It's often said there’s nothing new under the sun, and that is most certainly true of "Escape To Margaritaville," the musical built around the songbook of Jimmy Buffett. But while on the surface, it's a standard romantic comedy, that sun it's under is invitingly warm and bright.

Much like “Mamma Mia,” the show is cleverly built around more than two dozen songs. Set in a Caribbean island resort, it nicely captures Buffett's signature style - that laid back, tropical vibe that's won scores of devoted fans, known as Parrotheads. And they should be most pleased with this rendering, which exuberantly transports audiences on a satisfying high from start to finish. 

The story, devised by Greg Garcia and Mike O'Malley, breezes along with snappy humor and even manages to get a little deep, picking up on Buffett's more introspective lyrics.

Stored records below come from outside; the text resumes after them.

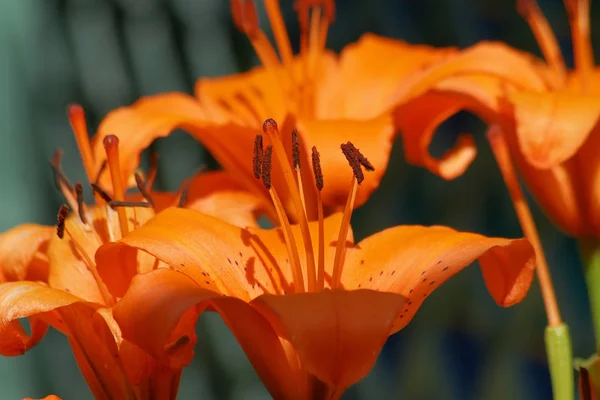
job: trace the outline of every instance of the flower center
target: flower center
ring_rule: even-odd
[[[321,191],[323,190],[324,181],[323,172],[321,170],[320,154],[317,148],[313,146],[312,167],[315,178],[315,187],[317,189],[317,217],[319,224],[319,233],[317,238],[318,258],[317,262],[315,263],[315,251],[313,248],[310,229],[308,227],[308,220],[306,218],[306,199],[303,195],[302,181],[300,178],[300,145],[298,141],[298,133],[295,130],[292,132],[293,162],[290,165],[290,161],[286,155],[285,148],[281,140],[277,123],[272,119],[266,120],[263,124],[263,131],[267,135],[271,144],[263,149],[262,135],[256,136],[256,140],[254,141],[253,157],[254,176],[257,179],[262,179],[265,188],[269,191],[271,200],[273,201],[273,206],[277,212],[277,217],[283,230],[284,241],[290,259],[295,291],[296,293],[301,293],[305,290],[309,292],[322,290],[325,287],[325,229],[323,202],[321,199]],[[364,180],[363,168],[368,171],[374,170],[373,165],[369,162],[369,160],[367,160],[367,158],[364,157],[351,142],[342,144],[340,147],[354,174],[352,177],[352,182],[350,183],[350,193],[344,207],[342,222],[338,233],[338,240],[333,262],[333,272],[331,277],[332,288],[340,286],[346,253],[346,237],[350,228],[350,219],[352,217],[352,210],[354,209],[358,185],[360,185],[360,183]],[[300,255],[298,253],[296,240],[291,229],[288,215],[277,193],[277,190],[271,184],[273,153],[275,153],[279,167],[283,172],[285,184],[289,193],[291,194],[296,215],[298,216],[298,224],[302,234],[302,242],[306,256],[306,277],[308,281],[306,288],[304,286],[304,272],[302,271]],[[292,172],[292,166],[293,170],[296,172],[295,176]]]
[[[300,26],[300,73],[294,69],[290,38],[279,0],[264,0],[275,37],[277,52],[260,28],[253,0],[232,0],[231,13],[238,29],[248,36],[262,65],[279,83],[289,109],[303,114],[314,110],[317,70],[325,50],[329,25],[333,22],[333,0],[297,0],[294,8]]]
[[[54,172],[56,184],[68,204],[63,204],[59,209],[57,235],[60,239],[65,238],[65,236],[68,238],[74,250],[79,253],[81,259],[87,265],[105,303],[111,305],[114,303],[114,298],[98,274],[94,262],[94,253],[100,244],[118,240],[120,237],[126,235],[130,224],[132,226],[139,225],[140,221],[137,218],[135,209],[128,216],[127,207],[153,206],[154,203],[150,196],[150,191],[154,177],[156,176],[156,162],[154,160],[151,164],[152,167],[147,181],[144,181],[141,174],[136,173],[138,189],[146,199],[146,202],[125,201],[125,189],[119,166],[119,140],[114,135],[108,135],[104,139],[106,162],[97,175],[99,176],[106,166],[110,169],[113,199],[98,185],[97,177],[94,176],[95,160],[91,151],[83,109],[78,105],[70,106],[68,115],[96,204],[93,206],[85,204],[83,185],[80,182],[77,182],[75,185],[70,183],[61,168],[62,151],[57,150],[50,161],[50,166]],[[77,218],[68,217],[69,209],[76,212]],[[117,220],[115,220],[115,214]],[[117,222],[119,228],[115,229],[114,227],[117,225]]]

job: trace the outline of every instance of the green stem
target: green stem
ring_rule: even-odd
[[[579,242],[579,251],[583,259],[588,298],[592,309],[592,322],[596,337],[596,349],[600,350],[600,242]]]
[[[544,333],[554,400],[573,400],[575,383],[569,327],[565,324],[547,326]]]

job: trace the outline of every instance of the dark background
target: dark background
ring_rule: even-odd
[[[292,0],[281,3],[297,44]],[[340,50],[361,34],[374,32],[436,46],[503,40],[539,54],[514,3],[340,0],[328,46]],[[562,2],[540,5],[572,64]],[[55,148],[65,151],[65,171],[74,180],[84,179],[65,115],[67,104],[84,105],[93,129],[109,110],[139,96],[191,93],[198,77],[244,71],[256,64],[251,46],[232,25],[228,6],[226,0],[1,1],[0,229],[55,222],[61,199],[47,164]],[[593,10],[593,20],[598,11]],[[266,22],[264,12],[262,17]],[[520,236],[483,140],[484,128],[477,118],[459,114],[438,132],[432,145],[437,154],[458,132],[474,132],[479,145],[474,165],[452,182],[407,165],[398,140],[381,188],[354,216],[356,236],[400,223]],[[202,146],[184,133],[153,146],[161,153],[162,188],[176,189],[203,163],[214,166]],[[575,243],[537,208],[534,214],[561,311],[571,328],[574,354],[587,356],[593,351],[592,328]],[[372,373],[344,398],[550,399],[544,326],[537,284],[523,303],[500,309],[487,294],[479,270],[470,268],[425,302],[413,322],[388,341]],[[183,374],[180,398],[269,397],[218,316],[203,317],[198,332],[206,340]],[[0,398],[48,393],[67,400],[91,398],[66,339],[55,331],[27,355],[0,359]]]

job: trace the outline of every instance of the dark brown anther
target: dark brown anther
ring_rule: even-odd
[[[312,166],[315,174],[315,185],[319,191],[323,190],[323,171],[321,170],[321,155],[317,146],[312,148]]]
[[[58,190],[61,190],[60,185],[63,184],[70,192],[72,192],[73,184],[69,181],[69,178],[67,178],[67,176],[64,174],[60,165],[62,155],[62,150],[57,149],[52,155],[52,158],[50,159],[50,167],[52,168],[52,172],[54,174],[54,184],[56,185]]]
[[[340,145],[340,148],[342,149],[342,153],[344,153],[346,160],[348,160],[348,164],[350,164],[350,167],[352,168],[356,181],[358,184],[361,184],[362,181],[365,180],[365,175],[361,168],[361,164],[358,161],[356,148],[350,142]]]
[[[81,182],[75,184],[75,195],[77,196],[77,214],[79,214],[79,219],[84,224],[87,224],[85,210],[83,209],[83,186],[81,186]]]
[[[67,215],[69,215],[69,206],[63,204],[56,215],[56,235],[60,239],[65,237],[65,219],[67,219]]]
[[[152,207],[152,204],[147,203],[145,201],[119,201],[119,200],[111,200],[108,202],[108,205],[110,206],[110,208],[117,208],[117,207],[144,207],[144,208],[150,208]]]
[[[273,146],[268,145],[263,154],[262,162],[262,181],[267,190],[271,190],[271,156],[273,155]]]
[[[106,160],[102,161],[102,165],[100,165],[100,169],[98,170],[98,173],[96,174],[96,179],[94,179],[94,184],[98,184],[98,182],[100,182],[100,176],[102,175],[102,173],[104,172],[104,170],[106,169]]]
[[[139,172],[136,172],[134,176],[135,184],[137,185],[138,190],[140,191],[144,199],[146,199],[146,201],[150,203],[150,205],[154,208],[154,200],[152,200],[152,196],[150,196],[150,193],[148,193],[148,191],[146,190],[146,182],[144,182],[144,178],[142,178],[142,175],[140,175]]]
[[[107,203],[110,203],[112,201],[112,198],[108,195],[108,193],[106,193],[104,189],[102,189],[98,184],[92,183],[91,186],[94,193],[97,193],[98,196],[102,197],[102,200],[104,200]]]
[[[260,179],[262,159],[263,159],[263,137],[262,135],[256,135],[254,139],[254,157],[252,158],[252,164],[254,166],[254,177]]]
[[[352,143],[350,144],[352,145],[352,147],[354,147]],[[375,167],[373,166],[373,164],[371,164],[371,162],[360,152],[360,150],[354,147],[354,151],[356,152],[356,157],[358,158],[358,162],[360,163],[360,165],[362,165],[367,171],[375,171]]]
[[[294,160],[294,169],[300,171],[300,140],[296,128],[292,131],[292,160]]]
[[[190,184],[192,183],[191,179],[186,179],[181,184],[181,196],[179,196],[179,203],[177,207],[183,208],[185,206],[185,202],[187,201],[188,195],[190,194]]]

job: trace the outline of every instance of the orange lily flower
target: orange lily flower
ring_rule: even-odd
[[[92,153],[83,110],[72,106],[69,116],[89,173],[92,160],[87,157]],[[165,265],[141,254],[131,270],[101,271],[94,254],[100,245],[122,238],[155,211],[172,205],[201,210],[232,224],[255,226],[259,202],[224,172],[199,174],[181,194],[152,192],[155,169],[147,179],[135,175],[139,196],[145,201],[125,198],[118,138],[106,136],[104,143],[114,199],[92,184],[96,204],[85,204],[83,186],[72,185],[63,174],[58,152],[51,165],[59,188],[76,212],[68,215],[69,206],[63,205],[57,227],[27,224],[0,235],[0,354],[23,354],[52,326],[67,336],[96,398],[175,398],[181,369],[166,368],[123,340],[112,316],[112,307],[133,275]],[[94,175],[88,179],[95,181]],[[20,318],[29,318],[30,334]]]
[[[193,333],[181,329],[181,318],[185,325],[214,310],[274,398],[339,399],[370,371],[387,337],[473,261],[499,305],[525,296],[535,263],[525,239],[397,226],[354,244],[353,203],[363,168],[373,165],[350,142],[341,146],[353,171],[343,212],[323,218],[318,194],[329,180],[313,148],[319,218],[307,222],[300,213],[300,223],[290,224],[271,175],[274,163],[300,196],[293,168],[276,123],[267,120],[263,129],[271,144],[263,149],[257,136],[254,173],[272,198],[278,228],[239,228],[170,208],[96,253],[99,268],[130,269],[136,250],[171,266],[135,276],[114,307],[123,337],[156,359],[172,368],[189,362]]]
[[[521,175],[554,222],[571,236],[598,238],[600,69],[590,45],[590,1],[565,0],[573,70],[565,67],[535,0],[518,5],[545,62],[503,44],[480,43],[420,73],[398,94],[412,98],[398,111],[407,159],[448,179],[462,174],[476,153],[470,137],[463,135],[441,160],[427,147],[445,119],[473,111],[502,129]]]
[[[104,135],[118,134],[123,144],[121,164],[124,173],[131,176],[144,148],[182,128],[200,140],[240,184],[261,196],[271,219],[276,220],[268,192],[252,179],[252,164],[244,158],[245,149],[260,133],[257,127],[274,118],[282,122],[288,144],[292,130],[297,128],[303,162],[310,160],[310,149],[317,146],[324,154],[323,167],[340,174],[323,189],[326,215],[343,208],[344,183],[351,179],[350,171],[342,168],[346,160],[337,145],[342,139],[350,140],[371,154],[376,170],[365,178],[355,202],[356,206],[363,204],[385,172],[395,137],[391,113],[395,88],[413,72],[455,50],[436,51],[404,43],[390,49],[393,41],[368,34],[336,55],[325,49],[334,18],[333,0],[298,0],[295,4],[301,30],[299,54],[292,53],[278,0],[264,0],[264,5],[279,56],[260,28],[254,1],[232,0],[234,22],[247,35],[262,66],[242,74],[199,79],[195,98],[182,93],[160,94],[111,112],[99,127],[96,154],[103,151]],[[337,132],[343,132],[343,138]],[[298,173],[297,180],[305,196],[314,200],[311,175],[306,169]],[[296,220],[284,178],[274,171],[272,179],[286,211]],[[317,218],[313,204],[309,202],[306,210],[309,220]]]

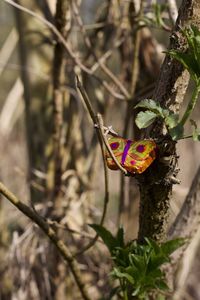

The main character, Tully, modeled after Buffett in his early days, is a hunky singer in a run-down resort hotel naturally called Margaritaville, where life seems to be on perpetual vacation. But of course, Tully meets his match in the form of a beautiful and smart geologist named Rachel who's all work at first, and ends up getting a tutorial on the art of living for the moment, where it's 5:00 somewhere. There are the requisite sidekicks, a slacker bartender and Rachel's affable best friend, engaged to marry a jerk.

The cast is ideal. Lisa Howard and Eric Petersen, providing much of the comic relief, seem to be having a ball - lots of balls, quite literally in fact - and Alison Luff with Paul Alexander Nolan make for a dreamy pair, embodying the balmy potency of Buffett's celebrated tunes.

"Escape To Margaritaville" is as predictable as they come, but Christopher Ashley's lively staging makes it all go down quite smoothly. Much like the margaritas for sale in the theatre, it's equal parts sweet, tart and salty.